Johannes Vlaeyen

“Psychology of Pain and Disability Research Program”

Johannes Vlaeyen was born in Belgium in 1957. He obtained a master in Clinical Psychology in 1980 at the Free University of Brussels, Belgium, completed his clinical internship at the University of Washington, Seattle, USA,  and obtained his PhD in 1991 at the University of Maastricht, The Netherlands.

Johannes Vlaeyen is a clinical pain researcher and has focussed on fear-avoidance phenomena associated with pain. His fear-avoidance model of pain and disability has widely influenced both research and clinical practice in this area.
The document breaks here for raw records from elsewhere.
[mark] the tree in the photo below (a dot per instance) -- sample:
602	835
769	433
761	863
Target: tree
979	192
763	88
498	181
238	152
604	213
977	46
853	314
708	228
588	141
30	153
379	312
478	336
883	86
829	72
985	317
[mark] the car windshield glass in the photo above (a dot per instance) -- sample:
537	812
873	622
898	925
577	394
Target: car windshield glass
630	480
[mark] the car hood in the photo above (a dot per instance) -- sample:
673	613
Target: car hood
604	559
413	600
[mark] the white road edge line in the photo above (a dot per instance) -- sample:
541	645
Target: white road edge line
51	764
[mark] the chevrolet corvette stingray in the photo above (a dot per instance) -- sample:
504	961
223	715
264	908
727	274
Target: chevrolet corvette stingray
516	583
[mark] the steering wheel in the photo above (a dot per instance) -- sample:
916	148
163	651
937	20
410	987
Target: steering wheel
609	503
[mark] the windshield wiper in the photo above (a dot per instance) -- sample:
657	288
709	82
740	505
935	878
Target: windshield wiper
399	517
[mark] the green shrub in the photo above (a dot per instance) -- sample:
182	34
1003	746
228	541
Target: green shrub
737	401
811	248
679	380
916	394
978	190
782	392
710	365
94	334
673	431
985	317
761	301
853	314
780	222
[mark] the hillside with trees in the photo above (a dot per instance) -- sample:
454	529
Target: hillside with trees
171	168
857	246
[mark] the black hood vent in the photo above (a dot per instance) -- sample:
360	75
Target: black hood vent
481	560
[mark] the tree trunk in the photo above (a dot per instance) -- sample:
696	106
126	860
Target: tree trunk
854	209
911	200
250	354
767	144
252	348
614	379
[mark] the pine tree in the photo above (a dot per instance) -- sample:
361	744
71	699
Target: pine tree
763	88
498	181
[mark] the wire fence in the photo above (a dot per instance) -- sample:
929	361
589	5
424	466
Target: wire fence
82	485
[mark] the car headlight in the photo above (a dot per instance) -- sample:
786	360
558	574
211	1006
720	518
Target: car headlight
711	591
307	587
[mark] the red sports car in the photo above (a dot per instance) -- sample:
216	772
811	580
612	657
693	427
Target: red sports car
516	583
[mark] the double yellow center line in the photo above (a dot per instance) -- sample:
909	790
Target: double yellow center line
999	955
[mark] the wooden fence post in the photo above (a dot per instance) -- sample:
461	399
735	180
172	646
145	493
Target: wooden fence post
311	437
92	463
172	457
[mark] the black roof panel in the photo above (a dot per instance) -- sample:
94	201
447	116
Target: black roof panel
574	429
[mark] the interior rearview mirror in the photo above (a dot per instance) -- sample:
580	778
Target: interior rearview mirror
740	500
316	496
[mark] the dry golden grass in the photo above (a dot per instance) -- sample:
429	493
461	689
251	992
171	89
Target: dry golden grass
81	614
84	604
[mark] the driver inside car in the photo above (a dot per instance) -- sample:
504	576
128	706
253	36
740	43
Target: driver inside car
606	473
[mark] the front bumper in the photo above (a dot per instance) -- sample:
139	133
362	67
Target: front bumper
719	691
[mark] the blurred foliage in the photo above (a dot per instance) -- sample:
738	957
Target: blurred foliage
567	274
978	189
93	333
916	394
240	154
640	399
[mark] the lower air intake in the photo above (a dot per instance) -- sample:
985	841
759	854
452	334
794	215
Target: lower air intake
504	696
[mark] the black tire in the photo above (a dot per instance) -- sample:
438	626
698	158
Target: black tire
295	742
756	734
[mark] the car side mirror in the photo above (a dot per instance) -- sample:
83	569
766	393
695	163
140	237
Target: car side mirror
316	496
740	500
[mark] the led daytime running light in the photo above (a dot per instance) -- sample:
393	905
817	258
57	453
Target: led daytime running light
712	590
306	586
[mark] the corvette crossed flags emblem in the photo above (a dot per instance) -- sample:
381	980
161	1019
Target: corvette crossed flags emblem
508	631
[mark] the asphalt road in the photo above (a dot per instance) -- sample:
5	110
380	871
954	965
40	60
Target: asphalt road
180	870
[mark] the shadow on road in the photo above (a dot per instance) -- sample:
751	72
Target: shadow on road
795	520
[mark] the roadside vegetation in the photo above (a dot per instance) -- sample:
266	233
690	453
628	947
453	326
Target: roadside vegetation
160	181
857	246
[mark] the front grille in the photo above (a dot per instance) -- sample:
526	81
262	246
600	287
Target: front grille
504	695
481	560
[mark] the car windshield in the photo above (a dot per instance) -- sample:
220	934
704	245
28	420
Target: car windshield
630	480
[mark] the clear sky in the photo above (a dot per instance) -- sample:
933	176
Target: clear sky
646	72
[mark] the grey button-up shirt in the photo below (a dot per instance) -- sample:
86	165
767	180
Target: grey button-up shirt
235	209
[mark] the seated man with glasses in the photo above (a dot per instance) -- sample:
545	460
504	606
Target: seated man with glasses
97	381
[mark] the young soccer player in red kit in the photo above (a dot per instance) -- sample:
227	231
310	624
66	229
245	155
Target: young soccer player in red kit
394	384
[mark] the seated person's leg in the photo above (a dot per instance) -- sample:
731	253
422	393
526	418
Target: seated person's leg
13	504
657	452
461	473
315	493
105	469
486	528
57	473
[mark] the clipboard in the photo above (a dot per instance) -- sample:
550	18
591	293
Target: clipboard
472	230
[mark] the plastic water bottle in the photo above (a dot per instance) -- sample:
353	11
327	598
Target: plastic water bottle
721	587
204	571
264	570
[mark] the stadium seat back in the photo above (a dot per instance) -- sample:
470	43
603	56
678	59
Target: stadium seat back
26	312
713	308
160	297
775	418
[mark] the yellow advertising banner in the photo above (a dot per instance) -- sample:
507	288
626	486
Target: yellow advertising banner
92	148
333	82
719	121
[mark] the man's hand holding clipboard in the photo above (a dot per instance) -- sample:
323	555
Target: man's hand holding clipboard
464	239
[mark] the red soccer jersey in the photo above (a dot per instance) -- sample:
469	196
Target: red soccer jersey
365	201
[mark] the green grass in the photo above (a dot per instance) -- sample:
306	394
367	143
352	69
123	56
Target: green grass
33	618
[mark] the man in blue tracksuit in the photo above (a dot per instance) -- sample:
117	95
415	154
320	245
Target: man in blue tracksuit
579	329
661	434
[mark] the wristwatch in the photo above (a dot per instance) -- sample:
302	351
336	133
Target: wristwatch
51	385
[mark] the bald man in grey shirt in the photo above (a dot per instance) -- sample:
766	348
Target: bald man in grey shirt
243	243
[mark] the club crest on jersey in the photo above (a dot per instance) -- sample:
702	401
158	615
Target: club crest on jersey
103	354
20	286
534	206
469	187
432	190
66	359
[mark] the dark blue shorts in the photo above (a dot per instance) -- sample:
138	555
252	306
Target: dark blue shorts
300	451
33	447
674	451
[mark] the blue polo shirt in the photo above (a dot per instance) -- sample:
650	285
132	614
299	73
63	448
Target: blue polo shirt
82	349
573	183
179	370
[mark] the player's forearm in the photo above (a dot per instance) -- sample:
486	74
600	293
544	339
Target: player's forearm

The granted project of Johannes Vlaeyen is entitled “Psychology of Pain and Disability Research Program”. In the absence of immediate and definitive solutions, and due to its associated suffering and disability, chronic pain poses an intricate challenge for modern healthcare. A major breakthrough was the introduction of the Fear Avoidance model of chronic pain in 2000, presenting a pathway by which people be caught in a downward spiral of increasing avoidance, disability and pain. Numerous studies have found converging evidence demonstrating that pain-related fears are more diabling than pain severity. Nevertheless, there are unresolved issues that merit further scientific attention. The novel aim of this proposal is to study the intriguing possibility that the influence of fear and avoidance processes on pain and disability might vary as a function of the external and internal context within which the fear response occurs. The proposal consists of three complementary research themes, conducted in parallel, and extending the Fear Avoidance model with a further differentiation between cued pain-related fear and more generalized pain anxiety; the role of the social context in terms of empathy, competition, and social exclusion, and the contagious nature of pain-related fear; and the role of achievement goals and goal conflicts that might be responsible for oscillating behaviour patterns typical for chronic pain patients. Translational studies are likely to produce novel treatment approaches that aimed at customizing the cognitive-behavorial management of chronic pain disability.

Johannes Vlaeyen has been nominated by the University of Leuven as a candidate for the Odysseus Group I programme. The jury appreciated very much the translational and interdisciplinary character of the research of Johannes Vlaeyen. The project is very strong and promising. Johannes Vlaeyen will continue his research at the Health Psychology Research Center. This well-known institute is embedded in the University of Leuven and provides a perfect environment to execute the proposed research.